“Who the deuce can she be, coming in at this time on Saturday, just when all alive men are in a rush to shake the heat and dirt of business for food and the good air of all outdoors?” growled Bob. Then he said, “Show her in.”
Another minute and he had his answer.
A lady entered.
“Mr. Brownley?” She waited an instant to make sure he was the Virginian.
Bob bowed.
“I am Beulah Sands, of Sands Landing, Virginia. Your people know our people, Mr. Brownley, probably well enough for you to place me.”
“Of the Judge Lee Sands’s?” asked Bob, as he held out his hand.
“I am Judge Lee Sands’s oldest daughter,” said the sweetest voice I had ever heard, one of those mellow, rippling voices that start the imagination on a chase for a mocking-bird, only to bring it up at the pool beneath the brook-fall in quest of the harp of moss and watercresses that sends a bubbling cadence into its eddies and swirls. Perhaps it was the Southern accent that nibbled off the corners and edges of certain words and languidly let others mist themselves together, that gave it its luscious penetration—however that may be, it was the most no-yesterday-no-tomorrow voice I had ever heard. Before I grew fully conscious of the exquisite beauty of the girl, this voice of hers spelled its way into my brain like the breath of some bewitching Oriental essence. Nature, environment, the security of a perfect marriage have ever combined to constitute me loyal to my chosen one, yet as I stood silent, like one dumb, absorbing the details of the loveliness of this young stranger who had so suddenly swept into my office, it came over me that here was a woman intended to enlighten men who could not understand that shaft which in all ages has without warning pierced men’s hearts and souls—love at first sight. Had there not been Katherine Blair, wife and mother—Katherine Blair Randolph, who filled my love-world as the noonday August sun fills the old-fashioned well with nestling warmth and restful shade—after this interval, looking back at the past, I dare ask the question—who knows but that I too might have drifted from the secure anchorage of my slow Yankee blood and floated into the deep waters?

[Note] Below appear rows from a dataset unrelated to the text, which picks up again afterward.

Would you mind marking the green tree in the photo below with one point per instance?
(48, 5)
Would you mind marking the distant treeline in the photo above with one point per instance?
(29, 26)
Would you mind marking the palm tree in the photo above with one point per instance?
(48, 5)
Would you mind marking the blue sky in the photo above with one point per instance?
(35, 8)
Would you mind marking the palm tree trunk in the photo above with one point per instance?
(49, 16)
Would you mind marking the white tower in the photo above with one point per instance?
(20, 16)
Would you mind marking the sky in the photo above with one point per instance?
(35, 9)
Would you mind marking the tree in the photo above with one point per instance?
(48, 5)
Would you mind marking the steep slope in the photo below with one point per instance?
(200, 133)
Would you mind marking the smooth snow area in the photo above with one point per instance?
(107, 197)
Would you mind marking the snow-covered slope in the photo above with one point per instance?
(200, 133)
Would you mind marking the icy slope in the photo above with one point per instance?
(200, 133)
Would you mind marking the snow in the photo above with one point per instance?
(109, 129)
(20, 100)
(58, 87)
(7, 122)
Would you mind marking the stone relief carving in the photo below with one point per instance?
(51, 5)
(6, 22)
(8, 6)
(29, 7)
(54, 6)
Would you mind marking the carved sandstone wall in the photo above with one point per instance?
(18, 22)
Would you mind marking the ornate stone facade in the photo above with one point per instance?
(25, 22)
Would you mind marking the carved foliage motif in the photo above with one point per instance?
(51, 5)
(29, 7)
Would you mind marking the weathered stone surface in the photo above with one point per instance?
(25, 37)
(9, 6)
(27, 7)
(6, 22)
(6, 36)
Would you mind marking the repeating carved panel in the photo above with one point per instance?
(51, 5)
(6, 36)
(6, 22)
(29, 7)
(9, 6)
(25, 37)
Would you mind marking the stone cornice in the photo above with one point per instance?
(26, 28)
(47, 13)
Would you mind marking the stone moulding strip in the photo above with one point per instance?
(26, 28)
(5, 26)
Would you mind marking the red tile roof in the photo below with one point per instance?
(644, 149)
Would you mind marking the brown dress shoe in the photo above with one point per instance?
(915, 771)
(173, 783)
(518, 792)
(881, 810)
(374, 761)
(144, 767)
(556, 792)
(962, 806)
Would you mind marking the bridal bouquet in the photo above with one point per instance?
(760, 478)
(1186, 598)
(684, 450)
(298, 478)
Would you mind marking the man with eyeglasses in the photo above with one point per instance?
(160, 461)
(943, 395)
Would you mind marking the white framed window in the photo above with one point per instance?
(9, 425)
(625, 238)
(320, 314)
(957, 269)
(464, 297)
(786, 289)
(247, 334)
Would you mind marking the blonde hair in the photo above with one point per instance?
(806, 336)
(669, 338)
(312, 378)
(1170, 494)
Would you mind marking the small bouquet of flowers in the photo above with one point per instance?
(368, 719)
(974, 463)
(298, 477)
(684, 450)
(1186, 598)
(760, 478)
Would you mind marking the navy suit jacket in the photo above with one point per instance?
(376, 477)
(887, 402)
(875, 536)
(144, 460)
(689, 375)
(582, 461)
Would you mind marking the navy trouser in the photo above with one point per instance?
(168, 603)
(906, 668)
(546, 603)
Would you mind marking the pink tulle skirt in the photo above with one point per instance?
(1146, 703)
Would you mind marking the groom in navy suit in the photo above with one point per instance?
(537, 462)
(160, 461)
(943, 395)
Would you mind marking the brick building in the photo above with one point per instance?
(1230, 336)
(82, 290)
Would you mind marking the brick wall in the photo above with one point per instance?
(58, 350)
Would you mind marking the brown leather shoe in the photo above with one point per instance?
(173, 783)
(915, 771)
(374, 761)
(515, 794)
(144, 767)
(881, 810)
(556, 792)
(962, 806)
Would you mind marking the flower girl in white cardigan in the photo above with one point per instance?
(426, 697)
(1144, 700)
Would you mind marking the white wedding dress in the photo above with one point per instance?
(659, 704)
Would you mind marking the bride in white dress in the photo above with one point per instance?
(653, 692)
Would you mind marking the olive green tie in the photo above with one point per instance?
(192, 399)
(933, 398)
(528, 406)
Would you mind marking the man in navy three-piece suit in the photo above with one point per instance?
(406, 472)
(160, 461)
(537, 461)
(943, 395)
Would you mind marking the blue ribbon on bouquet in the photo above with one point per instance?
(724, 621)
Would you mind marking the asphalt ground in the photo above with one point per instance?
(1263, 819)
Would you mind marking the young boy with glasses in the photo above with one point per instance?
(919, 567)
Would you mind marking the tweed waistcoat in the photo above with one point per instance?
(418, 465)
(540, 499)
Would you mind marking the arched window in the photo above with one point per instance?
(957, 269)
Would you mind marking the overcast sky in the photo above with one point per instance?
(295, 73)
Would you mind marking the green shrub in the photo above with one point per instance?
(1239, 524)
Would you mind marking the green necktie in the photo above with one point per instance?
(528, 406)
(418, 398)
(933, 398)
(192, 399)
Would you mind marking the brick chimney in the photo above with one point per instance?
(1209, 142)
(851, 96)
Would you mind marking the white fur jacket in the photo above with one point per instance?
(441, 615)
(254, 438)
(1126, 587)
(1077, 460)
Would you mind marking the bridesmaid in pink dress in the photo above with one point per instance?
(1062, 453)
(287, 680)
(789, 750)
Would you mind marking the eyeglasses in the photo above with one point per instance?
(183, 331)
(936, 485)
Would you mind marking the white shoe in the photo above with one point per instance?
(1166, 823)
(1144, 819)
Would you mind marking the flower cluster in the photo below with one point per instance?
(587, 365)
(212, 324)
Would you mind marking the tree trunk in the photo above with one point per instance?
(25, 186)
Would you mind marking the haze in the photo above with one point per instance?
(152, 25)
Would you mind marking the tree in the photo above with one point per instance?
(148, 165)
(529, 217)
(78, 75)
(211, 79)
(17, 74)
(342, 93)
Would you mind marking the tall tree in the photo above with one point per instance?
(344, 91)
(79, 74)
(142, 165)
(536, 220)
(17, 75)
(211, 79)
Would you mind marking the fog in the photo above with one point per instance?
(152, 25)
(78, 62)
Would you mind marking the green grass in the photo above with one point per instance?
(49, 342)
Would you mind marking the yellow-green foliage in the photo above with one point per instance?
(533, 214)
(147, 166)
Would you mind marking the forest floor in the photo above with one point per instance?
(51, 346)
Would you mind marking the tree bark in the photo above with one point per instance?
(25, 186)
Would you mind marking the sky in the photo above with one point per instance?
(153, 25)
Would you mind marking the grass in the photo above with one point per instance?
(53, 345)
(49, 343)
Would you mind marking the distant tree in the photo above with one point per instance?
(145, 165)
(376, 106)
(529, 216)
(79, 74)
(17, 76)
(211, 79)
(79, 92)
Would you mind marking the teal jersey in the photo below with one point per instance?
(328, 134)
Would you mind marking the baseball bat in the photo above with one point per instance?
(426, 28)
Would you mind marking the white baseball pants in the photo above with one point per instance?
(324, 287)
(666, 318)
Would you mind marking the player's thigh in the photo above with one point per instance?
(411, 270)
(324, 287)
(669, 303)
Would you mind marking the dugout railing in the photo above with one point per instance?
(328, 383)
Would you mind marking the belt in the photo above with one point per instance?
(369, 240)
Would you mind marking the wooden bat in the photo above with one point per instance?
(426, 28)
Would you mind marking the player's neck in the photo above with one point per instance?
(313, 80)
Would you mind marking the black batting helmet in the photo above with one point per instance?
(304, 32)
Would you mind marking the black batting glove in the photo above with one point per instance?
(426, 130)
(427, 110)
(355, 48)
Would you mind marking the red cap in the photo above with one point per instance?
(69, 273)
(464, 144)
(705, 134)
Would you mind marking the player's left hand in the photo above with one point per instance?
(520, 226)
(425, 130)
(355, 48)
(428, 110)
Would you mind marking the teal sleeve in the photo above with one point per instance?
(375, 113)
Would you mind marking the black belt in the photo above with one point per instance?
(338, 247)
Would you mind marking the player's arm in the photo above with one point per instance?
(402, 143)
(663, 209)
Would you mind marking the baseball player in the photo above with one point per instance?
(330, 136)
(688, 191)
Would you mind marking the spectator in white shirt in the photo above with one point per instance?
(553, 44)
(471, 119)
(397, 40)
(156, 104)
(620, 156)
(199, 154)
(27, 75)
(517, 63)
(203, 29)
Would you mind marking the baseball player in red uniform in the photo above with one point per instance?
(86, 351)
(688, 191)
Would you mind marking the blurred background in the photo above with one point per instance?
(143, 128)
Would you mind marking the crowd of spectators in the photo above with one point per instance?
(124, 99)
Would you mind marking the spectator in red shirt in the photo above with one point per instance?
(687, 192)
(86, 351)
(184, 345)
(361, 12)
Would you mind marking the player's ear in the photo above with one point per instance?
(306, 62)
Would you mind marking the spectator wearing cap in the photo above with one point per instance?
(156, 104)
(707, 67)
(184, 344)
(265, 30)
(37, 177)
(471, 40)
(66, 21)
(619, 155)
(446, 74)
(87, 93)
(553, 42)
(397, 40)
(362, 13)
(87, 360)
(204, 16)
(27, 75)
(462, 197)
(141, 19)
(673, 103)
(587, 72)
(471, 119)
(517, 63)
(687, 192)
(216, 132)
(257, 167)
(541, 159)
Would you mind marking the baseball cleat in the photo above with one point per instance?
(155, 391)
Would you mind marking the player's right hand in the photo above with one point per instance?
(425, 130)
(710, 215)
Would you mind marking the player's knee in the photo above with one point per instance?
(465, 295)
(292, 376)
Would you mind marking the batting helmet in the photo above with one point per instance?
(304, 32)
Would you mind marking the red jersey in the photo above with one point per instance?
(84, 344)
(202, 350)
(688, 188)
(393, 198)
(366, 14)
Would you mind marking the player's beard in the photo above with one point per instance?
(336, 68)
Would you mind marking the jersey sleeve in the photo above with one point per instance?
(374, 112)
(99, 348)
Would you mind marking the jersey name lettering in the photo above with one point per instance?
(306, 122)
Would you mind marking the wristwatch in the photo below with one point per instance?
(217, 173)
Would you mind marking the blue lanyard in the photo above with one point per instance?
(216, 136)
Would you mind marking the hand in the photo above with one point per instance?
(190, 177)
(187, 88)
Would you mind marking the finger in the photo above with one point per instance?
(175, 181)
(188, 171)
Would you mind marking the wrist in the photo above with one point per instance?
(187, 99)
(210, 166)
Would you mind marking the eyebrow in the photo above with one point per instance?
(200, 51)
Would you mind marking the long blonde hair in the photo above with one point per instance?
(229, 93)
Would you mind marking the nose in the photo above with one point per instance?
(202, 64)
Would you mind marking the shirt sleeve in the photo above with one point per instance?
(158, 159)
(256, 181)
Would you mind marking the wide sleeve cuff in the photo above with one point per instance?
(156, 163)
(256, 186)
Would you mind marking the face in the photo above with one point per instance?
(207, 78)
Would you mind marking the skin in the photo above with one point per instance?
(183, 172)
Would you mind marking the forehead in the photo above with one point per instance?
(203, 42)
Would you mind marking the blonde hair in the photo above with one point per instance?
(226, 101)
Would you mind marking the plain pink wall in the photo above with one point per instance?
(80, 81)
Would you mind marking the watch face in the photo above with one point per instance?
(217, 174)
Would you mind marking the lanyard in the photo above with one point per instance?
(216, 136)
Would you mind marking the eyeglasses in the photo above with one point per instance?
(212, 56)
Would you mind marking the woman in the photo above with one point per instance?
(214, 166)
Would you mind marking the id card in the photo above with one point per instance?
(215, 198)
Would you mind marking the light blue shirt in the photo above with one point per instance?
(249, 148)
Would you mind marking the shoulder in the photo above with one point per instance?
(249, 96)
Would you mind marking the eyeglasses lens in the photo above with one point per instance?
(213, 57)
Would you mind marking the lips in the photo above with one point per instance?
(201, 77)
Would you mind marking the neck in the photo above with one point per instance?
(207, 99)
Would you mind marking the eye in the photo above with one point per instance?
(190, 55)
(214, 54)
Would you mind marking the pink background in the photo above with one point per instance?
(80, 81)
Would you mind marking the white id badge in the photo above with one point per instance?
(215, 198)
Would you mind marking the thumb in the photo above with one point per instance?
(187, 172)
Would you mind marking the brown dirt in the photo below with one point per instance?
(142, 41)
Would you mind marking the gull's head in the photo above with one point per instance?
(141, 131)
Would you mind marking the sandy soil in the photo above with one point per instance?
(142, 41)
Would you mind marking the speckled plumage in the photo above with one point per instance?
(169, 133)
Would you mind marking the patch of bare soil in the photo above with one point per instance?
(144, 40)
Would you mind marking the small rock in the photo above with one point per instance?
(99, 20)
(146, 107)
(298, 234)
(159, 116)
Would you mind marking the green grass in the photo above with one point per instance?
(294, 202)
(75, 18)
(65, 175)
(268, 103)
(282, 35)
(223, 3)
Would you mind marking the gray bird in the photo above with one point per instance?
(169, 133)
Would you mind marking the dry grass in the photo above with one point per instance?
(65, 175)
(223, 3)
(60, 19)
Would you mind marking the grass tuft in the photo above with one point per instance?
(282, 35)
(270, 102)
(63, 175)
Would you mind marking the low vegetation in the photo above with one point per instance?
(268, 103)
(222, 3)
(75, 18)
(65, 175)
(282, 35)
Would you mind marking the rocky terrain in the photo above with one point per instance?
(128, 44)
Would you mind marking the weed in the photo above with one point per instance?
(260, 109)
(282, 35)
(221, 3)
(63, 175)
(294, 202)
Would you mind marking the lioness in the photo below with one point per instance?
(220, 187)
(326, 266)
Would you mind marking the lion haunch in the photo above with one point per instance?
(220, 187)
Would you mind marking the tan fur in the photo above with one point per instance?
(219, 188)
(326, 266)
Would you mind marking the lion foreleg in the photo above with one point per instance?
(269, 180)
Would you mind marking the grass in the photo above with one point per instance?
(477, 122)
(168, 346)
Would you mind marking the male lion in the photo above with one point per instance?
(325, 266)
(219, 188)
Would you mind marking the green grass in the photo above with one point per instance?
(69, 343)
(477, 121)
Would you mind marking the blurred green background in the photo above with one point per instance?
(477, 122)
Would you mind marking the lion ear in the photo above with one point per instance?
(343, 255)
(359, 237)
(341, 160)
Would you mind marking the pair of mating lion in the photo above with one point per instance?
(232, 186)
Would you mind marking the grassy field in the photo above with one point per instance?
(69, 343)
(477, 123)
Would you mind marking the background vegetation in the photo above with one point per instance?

Beauty, the cynic’s scoff, is in the eye of the beholder, or in an angle of vision—mere product of lime-light, point of view, desire—but Beulah Sands’s was beauty beyond cavil, superior to all analysis, as definite as the evening star against the twilight sky. In height medium, girlish, but with a figure maturely modelled, charmingly full and rounded, yet by very perfection of proportion escaping suggestion of “plumpness.” The head, surrounded and crowned with a wealth of dark golden hair, rested on a neck that would have seemed short had its slender column sprung less graciously from the lovely lines of the breast and shoulders beneath. It was on the face, however, and finally on the eyes that one’s glances inevitably lingered—the face rose-tinted, with dimples in either of the full cheeks, entering laughing protest against the sad droop that brought slightly down the corners of a mouth too large perhaps for beauty, if the coral curve of the lips had been less exquisitely perfect. The straight, thin-nostriled nose, the broad forehead, the square, full jaw almost as low at the points where they come beneath the ears as at the chin, suggested dignity and high resolve coupled with a power of purpose, rare in woman. The combination of forehead, jaw, and nose was seldom seen. Had it been possessed by a man it would surely have driven him to the tented field for his profession. But the greatest glory of Beulah Sands was her eyes—large, full, very gray, very blue, vivid with all the glamour of her personality, full of smiles and tears and spirituality and passion; one instant, frankly innocent, they illuminated the face of a blonde Madonna; the next, seen through the extraordinary, long, jet-black eye-lashes underneath the finely pencilled black brows, they caressed, coquetted, allured. I afterward found much of this girl’s purely physical fascination lay in this strange blending of English fairness with Andalusian tints, though the abiding quality of her charm was surely in an exaltation of spirit of which she might make the dullest conscious. As she stood looking at Bob in my office that long-ago noon, gracefully at ease in a suit of gray, with a gray-feathered turban on her head, and tiny lace bands at neck and wrist, she was very exquisite, exceedingly dainty, and, though Southerner of Southerners, very unlike the typical brunette girl who comes out of Dixie land.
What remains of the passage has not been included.